Nevertheless, the economic benefits of favorable demographic data are not automatic. Much depends on whether the government can use that dividend and overcome the skills shortage of the population. And the time is ticking – in 2040, the share of the population that is in working age will begin to decline.
The invalid jobs can damage the image of the country as an investment destination, cause social unrest and threaten the re-election of Prime Minister Modi early next year. This explains why job creation is a top priority for Modi after promising a campaign to create 10 million jobs each year.
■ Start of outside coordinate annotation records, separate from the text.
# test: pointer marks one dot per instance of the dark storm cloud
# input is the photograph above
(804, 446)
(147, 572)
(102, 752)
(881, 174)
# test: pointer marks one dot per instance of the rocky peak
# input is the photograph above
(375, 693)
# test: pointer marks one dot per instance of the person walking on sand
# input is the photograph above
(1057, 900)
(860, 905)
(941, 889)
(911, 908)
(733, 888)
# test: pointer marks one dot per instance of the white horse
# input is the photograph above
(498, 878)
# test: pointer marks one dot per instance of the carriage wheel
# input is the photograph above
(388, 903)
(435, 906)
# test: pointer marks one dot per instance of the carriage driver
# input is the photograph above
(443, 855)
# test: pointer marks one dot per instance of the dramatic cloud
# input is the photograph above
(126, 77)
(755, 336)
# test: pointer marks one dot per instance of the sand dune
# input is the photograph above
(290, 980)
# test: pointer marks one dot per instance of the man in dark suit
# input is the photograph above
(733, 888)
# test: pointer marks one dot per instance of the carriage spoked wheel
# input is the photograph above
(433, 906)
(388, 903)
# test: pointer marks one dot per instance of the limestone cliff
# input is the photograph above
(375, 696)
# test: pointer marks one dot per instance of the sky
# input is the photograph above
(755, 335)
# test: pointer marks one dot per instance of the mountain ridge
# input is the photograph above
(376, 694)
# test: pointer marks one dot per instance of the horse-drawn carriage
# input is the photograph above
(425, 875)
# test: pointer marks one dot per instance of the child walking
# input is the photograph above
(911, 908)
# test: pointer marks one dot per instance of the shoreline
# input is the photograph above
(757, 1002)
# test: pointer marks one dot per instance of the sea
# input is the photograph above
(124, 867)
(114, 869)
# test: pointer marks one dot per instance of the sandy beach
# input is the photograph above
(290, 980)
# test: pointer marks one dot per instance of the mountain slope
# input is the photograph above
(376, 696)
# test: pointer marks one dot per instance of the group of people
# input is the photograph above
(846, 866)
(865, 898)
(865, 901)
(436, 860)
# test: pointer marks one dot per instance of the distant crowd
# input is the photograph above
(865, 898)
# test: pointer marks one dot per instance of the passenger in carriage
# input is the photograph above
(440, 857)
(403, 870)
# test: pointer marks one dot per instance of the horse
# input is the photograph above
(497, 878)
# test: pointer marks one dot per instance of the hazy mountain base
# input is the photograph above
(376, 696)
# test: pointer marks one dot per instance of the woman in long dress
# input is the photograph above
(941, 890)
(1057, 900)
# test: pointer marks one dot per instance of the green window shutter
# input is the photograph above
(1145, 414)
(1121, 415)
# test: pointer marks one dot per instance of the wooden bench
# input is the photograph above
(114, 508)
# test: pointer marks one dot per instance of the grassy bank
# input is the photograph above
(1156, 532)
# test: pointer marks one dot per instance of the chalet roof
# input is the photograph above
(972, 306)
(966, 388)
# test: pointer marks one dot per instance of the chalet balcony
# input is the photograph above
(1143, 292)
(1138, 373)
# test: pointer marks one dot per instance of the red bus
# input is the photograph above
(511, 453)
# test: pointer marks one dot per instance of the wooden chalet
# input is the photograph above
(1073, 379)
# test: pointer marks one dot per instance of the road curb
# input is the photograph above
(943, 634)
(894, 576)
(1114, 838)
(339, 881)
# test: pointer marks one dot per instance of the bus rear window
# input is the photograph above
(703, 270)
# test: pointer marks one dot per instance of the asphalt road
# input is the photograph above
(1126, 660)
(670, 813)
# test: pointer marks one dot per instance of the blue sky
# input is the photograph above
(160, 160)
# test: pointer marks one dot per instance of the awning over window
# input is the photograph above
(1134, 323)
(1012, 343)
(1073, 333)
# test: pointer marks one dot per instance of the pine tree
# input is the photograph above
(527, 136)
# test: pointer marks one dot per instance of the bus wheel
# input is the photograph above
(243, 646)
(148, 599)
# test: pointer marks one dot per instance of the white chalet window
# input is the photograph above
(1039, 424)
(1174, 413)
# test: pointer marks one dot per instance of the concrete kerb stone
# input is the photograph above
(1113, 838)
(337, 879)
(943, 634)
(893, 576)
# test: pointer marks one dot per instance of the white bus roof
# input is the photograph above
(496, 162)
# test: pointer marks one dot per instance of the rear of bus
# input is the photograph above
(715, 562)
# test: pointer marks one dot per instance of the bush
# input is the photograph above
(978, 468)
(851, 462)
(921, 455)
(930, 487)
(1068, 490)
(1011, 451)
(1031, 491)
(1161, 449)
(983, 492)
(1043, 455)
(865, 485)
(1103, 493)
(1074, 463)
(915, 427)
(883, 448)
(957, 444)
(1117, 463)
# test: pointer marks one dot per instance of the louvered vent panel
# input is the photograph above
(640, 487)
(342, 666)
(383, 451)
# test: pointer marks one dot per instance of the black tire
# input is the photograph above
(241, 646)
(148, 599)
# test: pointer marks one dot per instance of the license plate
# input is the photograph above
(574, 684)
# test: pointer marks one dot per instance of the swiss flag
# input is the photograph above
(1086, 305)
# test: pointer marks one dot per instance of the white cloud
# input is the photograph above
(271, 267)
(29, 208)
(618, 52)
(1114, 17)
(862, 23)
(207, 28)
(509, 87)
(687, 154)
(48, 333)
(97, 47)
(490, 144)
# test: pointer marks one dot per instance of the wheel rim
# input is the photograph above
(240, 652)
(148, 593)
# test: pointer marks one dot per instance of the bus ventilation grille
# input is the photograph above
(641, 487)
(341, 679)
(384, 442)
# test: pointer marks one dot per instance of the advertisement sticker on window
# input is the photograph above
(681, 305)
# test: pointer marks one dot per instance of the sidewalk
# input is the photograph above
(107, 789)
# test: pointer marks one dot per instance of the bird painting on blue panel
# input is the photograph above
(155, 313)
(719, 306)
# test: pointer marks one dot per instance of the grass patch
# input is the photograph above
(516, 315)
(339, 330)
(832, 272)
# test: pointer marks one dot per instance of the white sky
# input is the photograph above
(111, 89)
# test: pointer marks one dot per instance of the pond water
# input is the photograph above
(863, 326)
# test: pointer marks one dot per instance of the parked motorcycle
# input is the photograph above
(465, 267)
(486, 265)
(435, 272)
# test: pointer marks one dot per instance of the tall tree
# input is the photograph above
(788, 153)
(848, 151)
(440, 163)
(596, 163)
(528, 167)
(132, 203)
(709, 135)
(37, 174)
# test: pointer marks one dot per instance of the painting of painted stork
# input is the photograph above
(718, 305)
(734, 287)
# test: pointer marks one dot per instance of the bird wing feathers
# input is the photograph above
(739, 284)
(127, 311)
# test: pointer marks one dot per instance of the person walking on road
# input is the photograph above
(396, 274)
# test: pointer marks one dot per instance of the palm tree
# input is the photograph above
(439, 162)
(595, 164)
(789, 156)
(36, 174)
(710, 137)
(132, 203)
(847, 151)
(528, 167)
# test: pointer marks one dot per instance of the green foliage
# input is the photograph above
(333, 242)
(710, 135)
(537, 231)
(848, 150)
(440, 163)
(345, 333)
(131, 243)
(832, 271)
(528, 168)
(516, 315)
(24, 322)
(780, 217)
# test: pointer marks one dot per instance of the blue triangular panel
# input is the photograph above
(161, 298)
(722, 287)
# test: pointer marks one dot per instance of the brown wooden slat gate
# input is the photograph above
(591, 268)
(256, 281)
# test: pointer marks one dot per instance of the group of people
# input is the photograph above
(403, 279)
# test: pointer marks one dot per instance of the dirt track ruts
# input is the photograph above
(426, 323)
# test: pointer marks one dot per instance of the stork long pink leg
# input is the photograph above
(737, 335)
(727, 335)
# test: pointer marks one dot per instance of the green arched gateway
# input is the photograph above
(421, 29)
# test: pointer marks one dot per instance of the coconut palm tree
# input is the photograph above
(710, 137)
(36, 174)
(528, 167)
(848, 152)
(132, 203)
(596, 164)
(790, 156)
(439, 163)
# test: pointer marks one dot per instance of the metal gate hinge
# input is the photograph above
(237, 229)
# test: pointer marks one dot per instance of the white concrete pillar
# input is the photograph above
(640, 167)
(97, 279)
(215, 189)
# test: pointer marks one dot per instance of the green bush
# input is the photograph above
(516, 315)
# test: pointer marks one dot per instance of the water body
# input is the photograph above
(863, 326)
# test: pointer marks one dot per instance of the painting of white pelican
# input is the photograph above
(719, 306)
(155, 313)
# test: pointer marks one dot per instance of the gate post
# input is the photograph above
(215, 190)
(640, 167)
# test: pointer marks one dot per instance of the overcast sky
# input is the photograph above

In his defense Modi said that there are sufficient jobs and that the data does not correctly reflect job creation during his tenure. However, there are also indications that Modi's policy has caused economic setbacks.
Data from the private research firm, the Center for Monitoring of the Indian Economy Pvt, show that 1.5 million jobs were immediately lost after a ban on banknotes denominated in large quantities had been imposed at the end of 2016. And the chaotic introduction of a consumption tax in July last year had a negative impact on labor. intensive sectors such as agriculture and construction.
These double blows dragged the growth of India to a substandard 6.6 percent in the financial year ending in March 2018.
Eswar Prasad, a professor at Cornell University and an ex-IMF official, said that sustained growth of 7-7.5 percent will lead to a healthy increase in per capita income over time.